SEGUNDO. Contra la anterior Sentencia interpuso recurso de apelación el codemandante D. Edemiro y, evacuado el traslado correspondiente, se presentó escrito de oposición por la mercantil demandada, elevándose los autos a esta Audiencia Provincial, en donde fueron turnados a la presente Sección y, seguidos los trámites legales, se señaló para la correspondiente deliberación, votación y fallo el día veintiuno de abril de dos mil dieciséis.

Ha intervenido como Ponente el Ilmo. Sr. Magistrado D. Gregorio Plaza González.


Fundamentos

PRIMERO. D. Justino y D. Edemiro interpusieron demanda de juicio ordinario contra la mercantil CÍRCULO DE SERVICIOS, S.L. en ejercicio de la acción de impugnación de acuerdos sociales adoptados en la Junta General de socios celebrada en fecha 19 de enero de 2012.

Los acuerdos adoptados son los siguientes:

Ratificación de los acuerdos de la Junta celebrada el 15 de junio de 2010, concretamente el nombramiento de Don Saturnino y Don Jose Daniel como Administradores solidarios de la mercantil por plazo indefinido.

Aprobación de la gestión realizada por los administradores solidarios desde la fecha de su nombramiento hasta la fecha de celebración de la Junta.

Ratificación de las cuentas anuales correspondientes al ejercicio cerrado a 31 de diciembre de 2009, las cuales ya fueron aprobadas en la Junta celebrada el pasado 30 de junio de 2010.

Ratificación de la aplicación del resultado correspondiente al ejercicio cerrado a 31 de diciembre de 2009.

Aprobación de la gestión del órgano de Administración de la entidad correspondiente al ejercicio iniciado el 1 de enero de 2010 y cerrado al 31 de diciembre de 2010.

Aprobación de las cuentas anuales correspondientes al ejercicio cerrado al 31 de diciembre de 2010.

Aplicación del resultado correspondiente al ejercicio cerrado a 31 de diciembre de 2010.

Delegación de facultades para la formalización, inscripción y ejecución de los acuerdos adoptados en la junta General de Socios.
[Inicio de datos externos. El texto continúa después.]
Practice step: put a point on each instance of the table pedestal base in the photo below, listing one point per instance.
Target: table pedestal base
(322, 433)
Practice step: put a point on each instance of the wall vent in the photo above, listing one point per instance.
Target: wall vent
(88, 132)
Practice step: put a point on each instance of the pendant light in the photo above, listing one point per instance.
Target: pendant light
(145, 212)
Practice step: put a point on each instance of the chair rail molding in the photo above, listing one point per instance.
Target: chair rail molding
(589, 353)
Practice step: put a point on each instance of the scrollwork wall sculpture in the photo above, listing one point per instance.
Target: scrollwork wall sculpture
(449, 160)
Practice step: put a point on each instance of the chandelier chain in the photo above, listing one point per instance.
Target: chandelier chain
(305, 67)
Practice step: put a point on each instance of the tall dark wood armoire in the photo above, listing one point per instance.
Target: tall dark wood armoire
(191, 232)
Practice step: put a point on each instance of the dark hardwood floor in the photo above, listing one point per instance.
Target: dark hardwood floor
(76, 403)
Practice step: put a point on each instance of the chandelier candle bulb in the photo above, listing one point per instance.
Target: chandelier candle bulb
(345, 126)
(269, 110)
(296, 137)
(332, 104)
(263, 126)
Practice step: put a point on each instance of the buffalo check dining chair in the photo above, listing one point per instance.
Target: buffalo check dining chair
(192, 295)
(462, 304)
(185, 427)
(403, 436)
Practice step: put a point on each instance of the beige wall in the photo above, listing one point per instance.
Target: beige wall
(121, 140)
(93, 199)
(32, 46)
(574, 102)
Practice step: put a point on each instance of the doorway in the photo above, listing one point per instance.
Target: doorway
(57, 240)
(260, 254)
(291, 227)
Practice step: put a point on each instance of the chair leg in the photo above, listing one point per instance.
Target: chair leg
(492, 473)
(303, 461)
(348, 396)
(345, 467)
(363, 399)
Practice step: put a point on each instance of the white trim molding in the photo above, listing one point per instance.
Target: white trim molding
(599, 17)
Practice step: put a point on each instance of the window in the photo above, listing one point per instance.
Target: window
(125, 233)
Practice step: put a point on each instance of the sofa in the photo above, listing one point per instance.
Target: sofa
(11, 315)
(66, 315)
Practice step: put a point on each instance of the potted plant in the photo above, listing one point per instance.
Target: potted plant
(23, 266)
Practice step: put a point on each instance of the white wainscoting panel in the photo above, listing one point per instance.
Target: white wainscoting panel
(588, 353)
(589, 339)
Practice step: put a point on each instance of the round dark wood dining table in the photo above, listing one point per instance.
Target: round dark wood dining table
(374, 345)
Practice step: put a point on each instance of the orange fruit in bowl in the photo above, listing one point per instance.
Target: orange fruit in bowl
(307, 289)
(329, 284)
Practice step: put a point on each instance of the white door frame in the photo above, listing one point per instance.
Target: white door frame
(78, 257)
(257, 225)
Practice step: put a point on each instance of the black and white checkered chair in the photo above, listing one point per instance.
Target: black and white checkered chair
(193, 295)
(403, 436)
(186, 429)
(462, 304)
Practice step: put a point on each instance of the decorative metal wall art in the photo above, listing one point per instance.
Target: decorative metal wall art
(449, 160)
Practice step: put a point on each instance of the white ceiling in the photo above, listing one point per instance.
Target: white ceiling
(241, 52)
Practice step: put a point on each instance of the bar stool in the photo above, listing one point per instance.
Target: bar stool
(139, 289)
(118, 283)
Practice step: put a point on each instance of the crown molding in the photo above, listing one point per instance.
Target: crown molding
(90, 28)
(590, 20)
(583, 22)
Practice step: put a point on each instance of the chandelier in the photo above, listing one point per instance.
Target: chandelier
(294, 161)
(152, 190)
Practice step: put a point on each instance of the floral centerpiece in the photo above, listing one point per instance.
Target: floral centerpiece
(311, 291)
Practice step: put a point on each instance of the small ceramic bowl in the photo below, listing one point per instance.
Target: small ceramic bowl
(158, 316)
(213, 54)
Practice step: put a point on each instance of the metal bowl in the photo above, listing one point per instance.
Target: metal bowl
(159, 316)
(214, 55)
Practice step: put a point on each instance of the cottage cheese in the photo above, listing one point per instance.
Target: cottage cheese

La impugnación de los reseñados acuerdos se sustentaba en dos extremos:

En la existencia de un defecto legal en la convocatoria de la Junta, por carecer los convocantes de la condición de administradores de la sociedad. En la junta universal celebrada en fecha 15 de junio de 2010 se sustituyó el órgano de administración y se nombró administradores solidarios a D. Saturnino y D. Jose Daniel por fallecimiento del hasta entonces administrador único D. Alejandro . Los acuerdos adoptados en dicha junta fueron impugnados dando lugar al procedimiento ordinario que con el núm. 523/2011 se sustanció ante el Juzgado de lo Mercantil nº 6 de Madrid, impugnación que se sustentaba en el carácter universal de la junta cuando no concurrió a la misma la totalidad de los socios.

En la adopción de acuerdos de ratificación de otros anteriores que se encontraban impugnados. Se alegan las circunstancias ya expuestas y la impugnación de los acuerdos adoptados en otra junta anterior, de fecha 30 de junio de 2010, referida a la aprobación de cuentas, gestión y aplicación del resultado del ejercicio 2009 impugnación que se sustanció en el procedimiento indicado sobre el mismo fundamento, es decir, su celebración como junta universal sin la presencia de la totalidad de los socios.

En su contestación a la demanda CÍRCULO DE SERVICIOS, S.L. destaca que los administradores sociales decidieron convocar una nueva Junta en cuanto se cuestionaba la existencia misma de las juntas universales de 15 y 30 de junio de 2010 a fin de aprobar los mismos acuerdos y se decidió que se celebrase ante Notario para que no hubiera duda de la convocatoria, asistentes y deliberaciones que tuvieran lugar en la misma. Asistió la totalidad de los socios y los acuerdos resultaron aprobados por una mayoría representativa del 85% del capital social.

La sentencia dictada por el Juzgado de lo mercantil resultó desestimatoria de la demanda.

En relación a la ratificación del nombramiento de administradores solidarios destaca que el nombramiento de dichos administradores figuraba inscrito en el Registro Mercantil, cuyo contenido se presume exacto y válido de acuerdo con lo dispuesto en el artículo 7.1 RRM . Añade que tal nombramiento produce todos sus efectos sin que se hubiera dictado sentencia que declare su nulidad o inexactitud.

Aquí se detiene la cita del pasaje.